Kibole z zakazem z stadionowym wejdą na mecze EURO 2012 przez nikogo nie niepokojeni. Ani policja, ani sądy nie będą im mogły w tym przeszkodzić. Co więcej organizatorzy imprezy nawet nie będą wiedzieć, że na osobie, która właśnie weszła na stadion ciąży wyrok za chuligaństwo na meczach piłki nożnej.

System dystrybucji biletów na mecze Mistrzostw Europy 2012 okazał się dziurawy jak szwajcarski ser. Organizatorzy imprezy w większości przypadków nie będą wiedzieli, kto wchodzi na stadion. Podczas zamawiania biletów system żąda podania danych jedynie osoby kupującej. A może ona nabyć cztery bilety na jeden mecz. Trzy bilety pozostają bezimienne. Kupujący będzie mógł wprowadzić na stadion, kogo zechce. W tym kibola z zakazem stadionowym. Co więcej, brak danych na biletach, umożliwi handel nimi, a to oznacza, że będzie mógł je kupić również stadionowy bandyta.

- System, który przygotowaliśmy jest bezwzględnie skuteczny - mówi minister sprawiedliwości Krzysztof Kwiatkowski - bo jedyne miejsce, w którym będzie on (pseudokibic - red.) mógł spędzać czas w trakcie odbywania meczu będzie jego własne mieszkanie.
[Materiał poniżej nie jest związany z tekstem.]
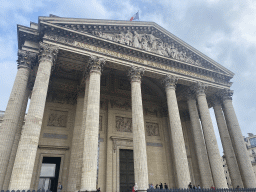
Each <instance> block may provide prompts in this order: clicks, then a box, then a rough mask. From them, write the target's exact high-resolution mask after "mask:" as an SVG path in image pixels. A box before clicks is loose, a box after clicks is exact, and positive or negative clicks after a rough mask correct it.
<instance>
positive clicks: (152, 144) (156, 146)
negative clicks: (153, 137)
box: [147, 142, 163, 147]
mask: <svg viewBox="0 0 256 192" xmlns="http://www.w3.org/2000/svg"><path fill="white" fill-rule="evenodd" d="M147 146H151V147H163V144H162V143H149V142H147Z"/></svg>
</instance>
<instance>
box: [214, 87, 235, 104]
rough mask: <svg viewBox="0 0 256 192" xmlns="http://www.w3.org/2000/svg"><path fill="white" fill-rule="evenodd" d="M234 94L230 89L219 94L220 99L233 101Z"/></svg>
mask: <svg viewBox="0 0 256 192" xmlns="http://www.w3.org/2000/svg"><path fill="white" fill-rule="evenodd" d="M233 94H234V91H233V90H230V89H222V90H221V91H219V92H218V95H219V97H221V99H222V100H223V101H224V100H232V96H233Z"/></svg>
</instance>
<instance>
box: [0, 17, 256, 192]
mask: <svg viewBox="0 0 256 192" xmlns="http://www.w3.org/2000/svg"><path fill="white" fill-rule="evenodd" d="M18 49H19V50H18V71H17V75H16V79H15V82H14V85H13V89H12V92H11V95H10V99H9V102H8V105H7V108H6V111H5V116H4V118H3V122H2V125H1V135H0V137H1V138H0V143H1V144H0V150H1V152H0V153H1V156H0V185H1V189H5V190H6V189H15V190H17V189H20V190H22V189H38V188H42V187H45V186H47V185H49V186H50V187H51V189H52V190H53V191H56V187H57V182H61V183H62V185H63V190H64V191H70V192H71V191H77V190H81V191H85V190H88V191H95V190H96V188H97V187H101V190H102V191H107V192H115V191H129V190H130V188H131V186H132V185H134V183H137V185H138V188H139V191H146V189H147V188H148V184H151V183H152V184H154V185H156V184H159V183H160V182H162V183H167V184H168V185H169V187H171V188H186V187H187V185H188V183H189V182H190V181H191V182H192V183H193V184H196V185H198V184H200V185H201V186H202V187H204V188H209V187H210V186H211V185H215V186H216V187H218V188H226V187H227V183H226V179H225V175H224V171H223V166H222V162H221V157H220V153H219V149H218V146H217V141H216V137H215V134H214V130H213V125H212V120H211V117H210V113H209V108H210V107H213V108H214V111H215V114H216V119H217V122H218V128H219V132H220V137H221V140H222V144H223V148H224V151H225V155H226V159H227V164H228V166H229V167H230V177H231V180H232V183H235V185H240V186H244V187H246V188H252V187H256V180H255V176H254V173H253V169H252V166H251V163H250V161H249V158H247V156H248V155H247V152H246V149H245V145H244V141H243V137H242V133H241V130H240V127H239V124H238V120H237V118H236V114H235V111H234V108H233V105H232V93H233V92H232V91H231V90H230V86H231V84H232V83H231V82H230V79H231V78H232V77H233V75H234V74H233V73H232V72H230V71H229V70H228V69H226V68H224V67H223V66H221V65H220V64H218V63H216V62H215V61H213V60H212V59H210V58H208V57H207V56H205V55H204V54H202V53H200V52H199V51H197V50H196V49H194V48H193V47H191V46H189V45H188V44H186V43H185V42H183V41H182V40H180V39H179V38H177V37H176V36H174V35H173V34H171V33H170V32H168V31H166V30H165V29H163V28H162V27H160V26H159V25H157V24H156V23H152V22H130V21H111V20H88V19H72V18H61V17H55V16H50V17H39V20H38V24H36V23H31V25H30V27H25V26H20V25H18ZM28 98H30V104H29V106H28V113H27V116H26V120H25V124H24V126H22V124H23V123H22V122H23V120H24V115H25V111H26V107H27V102H28Z"/></svg>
Oczywiście, mówię o tych osobach, które zdążymy objąć tym systemem od 1 stycznia 2012 roku - zapewnia minister Kwiatkowski.

Zakazy stadionowe - czy zadziałają na Euro 2012?
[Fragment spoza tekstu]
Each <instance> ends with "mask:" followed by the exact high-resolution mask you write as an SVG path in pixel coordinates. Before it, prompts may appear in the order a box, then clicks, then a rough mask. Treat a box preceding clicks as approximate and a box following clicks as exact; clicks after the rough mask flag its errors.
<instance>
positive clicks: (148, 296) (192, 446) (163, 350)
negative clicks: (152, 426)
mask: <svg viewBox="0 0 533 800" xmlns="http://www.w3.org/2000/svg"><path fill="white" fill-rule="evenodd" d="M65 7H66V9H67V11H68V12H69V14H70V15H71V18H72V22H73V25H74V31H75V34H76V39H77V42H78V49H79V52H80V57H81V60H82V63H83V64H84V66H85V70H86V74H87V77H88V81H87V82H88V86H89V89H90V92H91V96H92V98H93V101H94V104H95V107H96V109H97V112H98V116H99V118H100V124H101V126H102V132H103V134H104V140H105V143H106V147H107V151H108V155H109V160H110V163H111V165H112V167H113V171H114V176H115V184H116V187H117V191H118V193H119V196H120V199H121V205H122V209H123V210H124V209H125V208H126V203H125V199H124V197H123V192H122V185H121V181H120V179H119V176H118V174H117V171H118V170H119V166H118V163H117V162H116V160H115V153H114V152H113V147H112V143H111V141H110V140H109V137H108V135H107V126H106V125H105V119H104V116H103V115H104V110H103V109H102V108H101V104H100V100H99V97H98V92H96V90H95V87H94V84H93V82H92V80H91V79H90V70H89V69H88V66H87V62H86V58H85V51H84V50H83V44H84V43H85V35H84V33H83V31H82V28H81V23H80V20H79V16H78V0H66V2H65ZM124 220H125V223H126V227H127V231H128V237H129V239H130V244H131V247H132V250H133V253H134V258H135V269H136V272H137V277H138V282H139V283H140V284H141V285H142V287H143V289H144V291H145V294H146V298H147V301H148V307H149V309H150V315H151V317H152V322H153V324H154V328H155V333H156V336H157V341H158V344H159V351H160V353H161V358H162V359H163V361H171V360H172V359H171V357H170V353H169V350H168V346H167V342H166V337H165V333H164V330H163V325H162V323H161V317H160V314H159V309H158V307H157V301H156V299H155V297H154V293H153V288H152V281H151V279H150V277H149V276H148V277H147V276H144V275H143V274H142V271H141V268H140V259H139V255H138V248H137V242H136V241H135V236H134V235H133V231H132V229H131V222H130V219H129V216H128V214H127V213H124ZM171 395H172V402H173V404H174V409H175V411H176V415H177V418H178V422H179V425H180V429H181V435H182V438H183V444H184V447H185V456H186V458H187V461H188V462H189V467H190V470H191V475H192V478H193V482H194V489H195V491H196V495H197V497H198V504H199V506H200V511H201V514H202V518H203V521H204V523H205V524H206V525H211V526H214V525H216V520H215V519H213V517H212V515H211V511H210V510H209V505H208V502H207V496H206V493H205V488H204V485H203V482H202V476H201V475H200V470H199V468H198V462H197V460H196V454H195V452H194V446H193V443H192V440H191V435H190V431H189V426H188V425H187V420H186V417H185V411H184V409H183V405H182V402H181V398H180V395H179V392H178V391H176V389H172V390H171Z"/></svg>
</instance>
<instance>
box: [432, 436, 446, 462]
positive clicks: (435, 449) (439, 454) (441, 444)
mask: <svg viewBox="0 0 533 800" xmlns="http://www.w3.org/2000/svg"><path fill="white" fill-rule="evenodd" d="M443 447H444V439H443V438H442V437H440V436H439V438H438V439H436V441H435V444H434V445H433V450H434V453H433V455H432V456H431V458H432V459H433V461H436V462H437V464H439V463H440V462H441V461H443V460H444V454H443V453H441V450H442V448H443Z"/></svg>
Czy zatem oznacza to, że osoby, które już dziś mają zakaz stadionowy i nie zostaną objęte dozorem elektronicznym w 2012 roku na mecze EURO wejdą? Zdaniem, wiceszefa MSWiA, Adama Rapackiego, nie. - Zakaz stadionowy jest łączony z obowiązkiem stawiennictwa w jednostce policji podczas odbywania się meczu. Oznacza to, że taki kibic będzie musiał przebywać w tym czasie w jednostce policji i jak mu policjant udostępni świetlicę to będzie oglądać ten mecz w jednostce - mówi minister Rapacki. Okazuje się jednak, że minister nie do końca ma rację. Ponieważ dzisiaj z 1700 osób, które mają zakaz stadionowy jedynie 1299 musi stawiać się w trakcie meczu na policji. Wynika z tego, że gdyby mistrzostwa się odbywały dzisiaj 400 osób, (czyli średniej wielkości batalion) z zakazem stadionowym, bez problemu mogłoby wejść na mecz EURO 2012.
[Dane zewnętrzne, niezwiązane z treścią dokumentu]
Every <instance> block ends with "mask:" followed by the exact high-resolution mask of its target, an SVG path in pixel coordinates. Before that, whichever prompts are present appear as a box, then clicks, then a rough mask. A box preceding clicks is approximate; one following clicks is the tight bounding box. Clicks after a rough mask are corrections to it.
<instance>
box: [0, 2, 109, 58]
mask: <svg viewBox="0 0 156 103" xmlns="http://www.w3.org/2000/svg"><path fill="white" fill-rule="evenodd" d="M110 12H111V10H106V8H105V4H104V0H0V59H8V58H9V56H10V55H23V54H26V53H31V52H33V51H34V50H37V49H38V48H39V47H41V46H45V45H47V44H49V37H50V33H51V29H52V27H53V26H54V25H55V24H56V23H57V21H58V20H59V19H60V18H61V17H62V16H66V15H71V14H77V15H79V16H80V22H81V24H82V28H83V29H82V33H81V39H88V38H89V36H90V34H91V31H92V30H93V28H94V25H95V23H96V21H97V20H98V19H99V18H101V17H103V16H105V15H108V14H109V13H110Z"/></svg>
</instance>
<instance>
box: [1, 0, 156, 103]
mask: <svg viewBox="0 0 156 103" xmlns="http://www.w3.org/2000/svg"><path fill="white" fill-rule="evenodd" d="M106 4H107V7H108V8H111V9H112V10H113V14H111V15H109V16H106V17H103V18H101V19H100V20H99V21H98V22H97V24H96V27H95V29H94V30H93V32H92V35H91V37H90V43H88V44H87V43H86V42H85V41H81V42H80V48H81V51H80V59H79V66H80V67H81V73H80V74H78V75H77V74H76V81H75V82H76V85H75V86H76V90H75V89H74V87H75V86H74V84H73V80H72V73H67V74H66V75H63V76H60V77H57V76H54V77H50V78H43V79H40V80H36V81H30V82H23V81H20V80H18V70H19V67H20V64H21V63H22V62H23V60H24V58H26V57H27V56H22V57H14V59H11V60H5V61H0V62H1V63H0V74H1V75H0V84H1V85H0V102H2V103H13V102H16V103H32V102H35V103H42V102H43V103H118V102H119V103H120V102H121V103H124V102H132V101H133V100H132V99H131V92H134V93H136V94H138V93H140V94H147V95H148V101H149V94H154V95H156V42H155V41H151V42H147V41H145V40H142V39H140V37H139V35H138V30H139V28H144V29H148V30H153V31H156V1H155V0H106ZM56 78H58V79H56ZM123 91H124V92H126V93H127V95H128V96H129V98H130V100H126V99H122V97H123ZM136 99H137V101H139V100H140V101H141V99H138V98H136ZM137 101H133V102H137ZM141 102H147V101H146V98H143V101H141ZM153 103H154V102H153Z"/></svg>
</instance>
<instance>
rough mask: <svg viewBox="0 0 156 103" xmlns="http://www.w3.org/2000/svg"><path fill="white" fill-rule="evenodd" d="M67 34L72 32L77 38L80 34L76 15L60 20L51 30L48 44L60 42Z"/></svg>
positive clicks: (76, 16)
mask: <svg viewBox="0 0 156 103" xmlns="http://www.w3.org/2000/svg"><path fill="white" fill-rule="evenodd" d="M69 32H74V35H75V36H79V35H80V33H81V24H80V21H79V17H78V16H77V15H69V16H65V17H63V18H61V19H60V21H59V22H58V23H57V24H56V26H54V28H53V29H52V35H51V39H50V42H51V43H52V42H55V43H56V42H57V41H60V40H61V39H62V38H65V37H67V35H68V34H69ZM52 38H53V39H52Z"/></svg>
Odpowiedzialni za bezpieczeństwo podczas rozgrywek wydają się nie dostrzegać problemu. Na konferencjach dla mediów, które odbywają się, co kilka tygodni przedstawiciele rządu zapewniają, że wszystko jest dopięte na ostatni guzik i o jakimkolwiek zagrożeniu podczas mistrzostw nie ma mowy.

Kilka dni temu pisaliśmy o tym, jak faktycznie mogą wyglądać hucznie zapowiadane sądy stadionowe . Wczoraj pomysł wprowadzenia sądów stadionowych skrytykował cały warszawski wymiar sprawiedliwości . Ministerstwo jest jednak tak mocno przekonane o doskonałości swojego pomysłu, że nie reaguje na te zarzuty. Sytuacja wygląda podobnie w kontekście ewentualnych wejść na stadiony osób z zakazami.